Lawton, Clive A. 2004. HIROSHIMA: THE STORY OF THE FIRST ATOM BOMB. Cambridge, MA: Candlewick. ISBN 076362271
While the large, 48-page format makes HIROSHIMA look like a picture book for younger readers, the concise but detailed text,
many photographs, and captions which extend the topic on each two-page spread are more appropriate for older readers. Lawton,
a Briton, presents multiple points of view about the development and deployment of the first atom bombs, but refrains from
editorializing. Perhaps the most interesting puzzle piece presented by the author is this: "At Potsdam, the Allies also
discussed the continuing war against Japan.

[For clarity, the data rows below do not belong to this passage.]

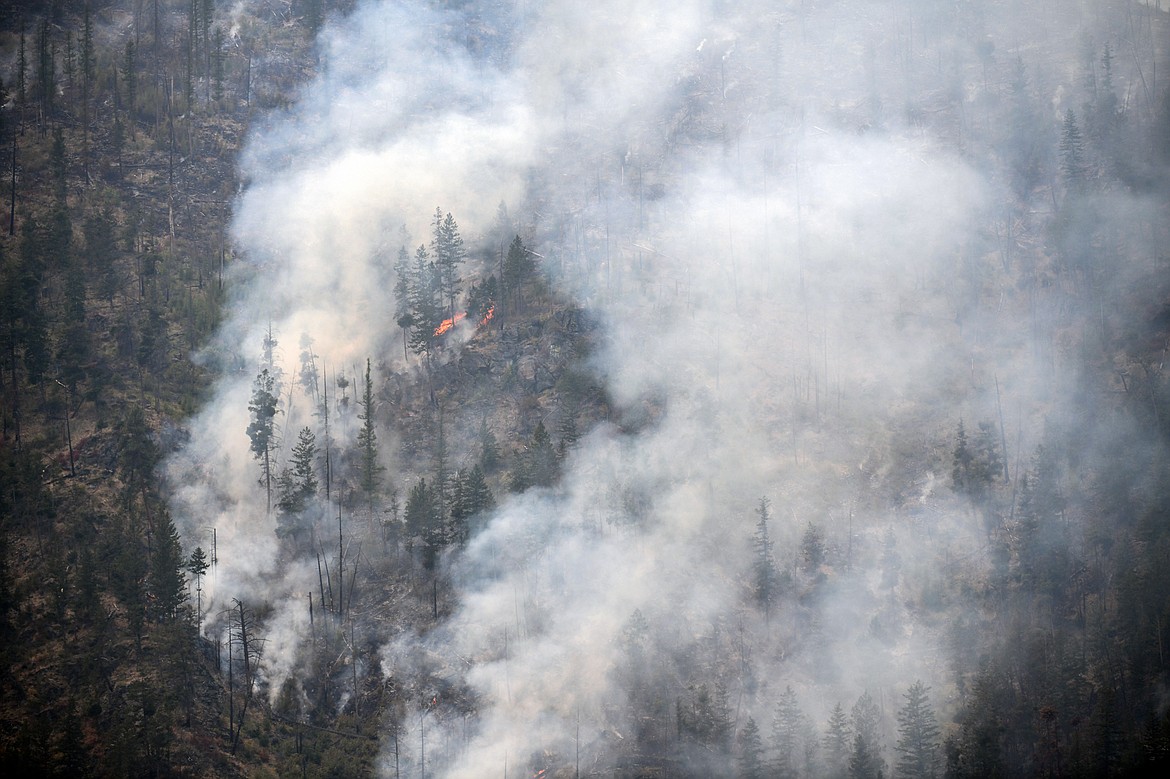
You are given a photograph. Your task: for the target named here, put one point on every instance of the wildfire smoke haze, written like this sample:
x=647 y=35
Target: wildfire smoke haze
x=789 y=220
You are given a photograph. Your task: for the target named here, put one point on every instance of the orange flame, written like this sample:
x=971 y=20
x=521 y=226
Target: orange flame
x=447 y=324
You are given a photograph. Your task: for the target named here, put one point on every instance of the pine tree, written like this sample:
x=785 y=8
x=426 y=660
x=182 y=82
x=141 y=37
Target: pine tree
x=516 y=270
x=426 y=305
x=837 y=742
x=262 y=428
x=812 y=549
x=865 y=759
x=198 y=565
x=1072 y=153
x=917 y=740
x=367 y=443
x=167 y=585
x=787 y=725
x=449 y=254
x=764 y=566
x=404 y=295
x=751 y=751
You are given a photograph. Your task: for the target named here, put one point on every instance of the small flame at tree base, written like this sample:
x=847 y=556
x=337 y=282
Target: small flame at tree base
x=447 y=324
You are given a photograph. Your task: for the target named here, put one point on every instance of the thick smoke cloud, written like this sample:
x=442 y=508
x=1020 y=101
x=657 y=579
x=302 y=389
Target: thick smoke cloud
x=784 y=257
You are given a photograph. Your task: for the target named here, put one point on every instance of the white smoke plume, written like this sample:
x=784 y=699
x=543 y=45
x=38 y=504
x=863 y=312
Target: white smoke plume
x=784 y=260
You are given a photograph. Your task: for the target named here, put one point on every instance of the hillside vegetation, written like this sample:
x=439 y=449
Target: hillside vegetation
x=782 y=424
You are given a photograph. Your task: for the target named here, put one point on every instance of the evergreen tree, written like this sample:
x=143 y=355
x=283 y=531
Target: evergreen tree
x=426 y=303
x=367 y=443
x=917 y=740
x=812 y=549
x=447 y=246
x=865 y=759
x=1072 y=154
x=764 y=566
x=837 y=742
x=404 y=295
x=787 y=726
x=262 y=428
x=167 y=585
x=517 y=268
x=198 y=565
x=751 y=752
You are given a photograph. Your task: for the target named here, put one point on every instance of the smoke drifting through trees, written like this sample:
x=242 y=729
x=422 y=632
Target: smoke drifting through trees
x=790 y=221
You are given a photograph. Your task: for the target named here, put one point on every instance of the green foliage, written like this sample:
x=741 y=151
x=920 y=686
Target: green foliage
x=787 y=729
x=167 y=585
x=371 y=470
x=764 y=562
x=262 y=428
x=751 y=752
x=865 y=757
x=917 y=735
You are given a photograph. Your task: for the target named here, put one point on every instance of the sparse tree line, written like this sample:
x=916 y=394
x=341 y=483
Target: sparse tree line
x=1064 y=680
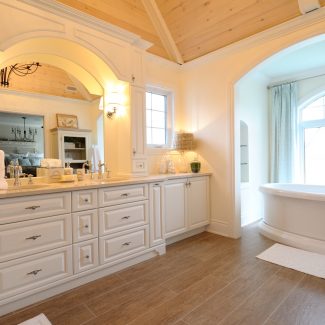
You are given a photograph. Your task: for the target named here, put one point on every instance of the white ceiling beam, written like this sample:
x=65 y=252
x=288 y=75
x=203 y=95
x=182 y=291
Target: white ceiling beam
x=162 y=30
x=306 y=6
x=80 y=88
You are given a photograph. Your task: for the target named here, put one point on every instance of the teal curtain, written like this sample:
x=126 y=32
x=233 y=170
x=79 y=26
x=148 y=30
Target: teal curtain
x=283 y=132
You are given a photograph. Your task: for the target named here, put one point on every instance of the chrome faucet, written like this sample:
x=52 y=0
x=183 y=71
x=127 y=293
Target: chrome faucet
x=90 y=168
x=17 y=173
x=100 y=172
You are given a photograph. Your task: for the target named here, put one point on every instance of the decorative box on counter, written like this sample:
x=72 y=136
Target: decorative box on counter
x=53 y=174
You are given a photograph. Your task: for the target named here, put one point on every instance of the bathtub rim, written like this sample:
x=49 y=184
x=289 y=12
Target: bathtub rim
x=291 y=239
x=271 y=188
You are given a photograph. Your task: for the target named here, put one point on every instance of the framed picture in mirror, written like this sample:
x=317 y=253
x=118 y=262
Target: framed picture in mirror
x=67 y=121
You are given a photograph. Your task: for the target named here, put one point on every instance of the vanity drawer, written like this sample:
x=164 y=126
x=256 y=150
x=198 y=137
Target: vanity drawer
x=24 y=274
x=85 y=255
x=28 y=237
x=35 y=206
x=121 y=217
x=84 y=225
x=122 y=245
x=122 y=194
x=84 y=200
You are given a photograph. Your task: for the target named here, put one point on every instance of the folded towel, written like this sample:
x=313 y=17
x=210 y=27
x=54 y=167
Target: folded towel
x=51 y=163
x=41 y=319
x=3 y=184
x=95 y=156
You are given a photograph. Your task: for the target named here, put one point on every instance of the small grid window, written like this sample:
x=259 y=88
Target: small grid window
x=156 y=118
x=312 y=135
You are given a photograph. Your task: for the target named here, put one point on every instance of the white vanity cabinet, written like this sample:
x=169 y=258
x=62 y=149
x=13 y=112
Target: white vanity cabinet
x=50 y=243
x=186 y=204
x=123 y=221
x=157 y=224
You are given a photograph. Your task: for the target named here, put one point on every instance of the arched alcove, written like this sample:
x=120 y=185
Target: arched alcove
x=274 y=54
x=80 y=62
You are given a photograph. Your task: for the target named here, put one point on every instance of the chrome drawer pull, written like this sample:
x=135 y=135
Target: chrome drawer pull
x=33 y=207
x=33 y=237
x=34 y=272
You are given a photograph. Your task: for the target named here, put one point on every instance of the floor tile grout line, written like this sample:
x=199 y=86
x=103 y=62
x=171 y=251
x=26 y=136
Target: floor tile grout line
x=90 y=310
x=285 y=298
x=246 y=298
x=226 y=285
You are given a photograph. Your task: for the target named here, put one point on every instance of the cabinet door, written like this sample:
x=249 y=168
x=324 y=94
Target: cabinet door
x=175 y=207
x=198 y=201
x=156 y=214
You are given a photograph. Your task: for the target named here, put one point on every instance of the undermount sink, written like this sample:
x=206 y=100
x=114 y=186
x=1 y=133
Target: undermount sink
x=115 y=179
x=27 y=187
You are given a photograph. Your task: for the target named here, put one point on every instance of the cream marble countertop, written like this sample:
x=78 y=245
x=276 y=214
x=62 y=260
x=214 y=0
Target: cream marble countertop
x=40 y=187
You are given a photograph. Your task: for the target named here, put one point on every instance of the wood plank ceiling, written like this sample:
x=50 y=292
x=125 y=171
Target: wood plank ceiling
x=197 y=27
x=52 y=81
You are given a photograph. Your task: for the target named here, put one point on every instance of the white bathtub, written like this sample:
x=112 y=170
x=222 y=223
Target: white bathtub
x=294 y=214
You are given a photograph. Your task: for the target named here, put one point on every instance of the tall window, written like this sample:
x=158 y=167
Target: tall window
x=158 y=120
x=312 y=144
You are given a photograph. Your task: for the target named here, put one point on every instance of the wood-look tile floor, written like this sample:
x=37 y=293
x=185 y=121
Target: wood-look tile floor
x=205 y=279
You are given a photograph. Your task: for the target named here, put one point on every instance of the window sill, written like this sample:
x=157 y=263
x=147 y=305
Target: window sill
x=152 y=151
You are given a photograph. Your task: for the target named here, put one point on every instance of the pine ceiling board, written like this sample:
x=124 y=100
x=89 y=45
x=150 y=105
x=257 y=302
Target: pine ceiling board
x=249 y=21
x=48 y=80
x=127 y=14
x=186 y=18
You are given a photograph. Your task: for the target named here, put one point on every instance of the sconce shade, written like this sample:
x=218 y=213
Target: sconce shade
x=101 y=104
x=184 y=141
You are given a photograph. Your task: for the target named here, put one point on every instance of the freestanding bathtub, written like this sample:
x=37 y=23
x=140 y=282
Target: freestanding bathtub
x=294 y=214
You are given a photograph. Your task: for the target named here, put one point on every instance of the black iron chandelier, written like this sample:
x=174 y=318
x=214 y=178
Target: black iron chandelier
x=20 y=70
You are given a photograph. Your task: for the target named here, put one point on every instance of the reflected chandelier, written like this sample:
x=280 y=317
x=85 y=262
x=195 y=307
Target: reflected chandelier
x=20 y=70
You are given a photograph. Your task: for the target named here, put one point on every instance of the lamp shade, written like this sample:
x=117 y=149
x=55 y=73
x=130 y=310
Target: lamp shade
x=184 y=141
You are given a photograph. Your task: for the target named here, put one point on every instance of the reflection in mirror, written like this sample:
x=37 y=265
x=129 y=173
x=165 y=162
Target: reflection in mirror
x=22 y=140
x=50 y=91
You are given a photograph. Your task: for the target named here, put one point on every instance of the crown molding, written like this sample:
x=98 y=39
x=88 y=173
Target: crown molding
x=298 y=23
x=82 y=18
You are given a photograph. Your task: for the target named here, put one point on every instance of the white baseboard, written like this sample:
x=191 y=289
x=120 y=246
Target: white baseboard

The United States, which was heavily engaged in fighting Japan, secured an agreement
that the USSR would not enter the conflict in the Pacific until after August 15. The United States was worried that if the
USSR joined the war against the Japanese, it would seek to gain control over the region once Japan had been defeated."
Lawton then leaves the ultimate timing of the atom bomb drops for the reader to synthesize.
The many photos, maps, and reproduced newspaper pages, correspondence, and propaganda pieces are thoughtfully placed and
captioned. Access features include a table of contents, a timeline, glossary, "Who's Who," details about the science
involved in nuclear warfare, an index, and photo credits. Booklist's review of July 1, 2004, concludes: "'Was it the
right decision?' is always the question, and Lawton is fair to all sides, considering both Japanese wartime atrocities and
the slaughter of civilians killed by the bomb."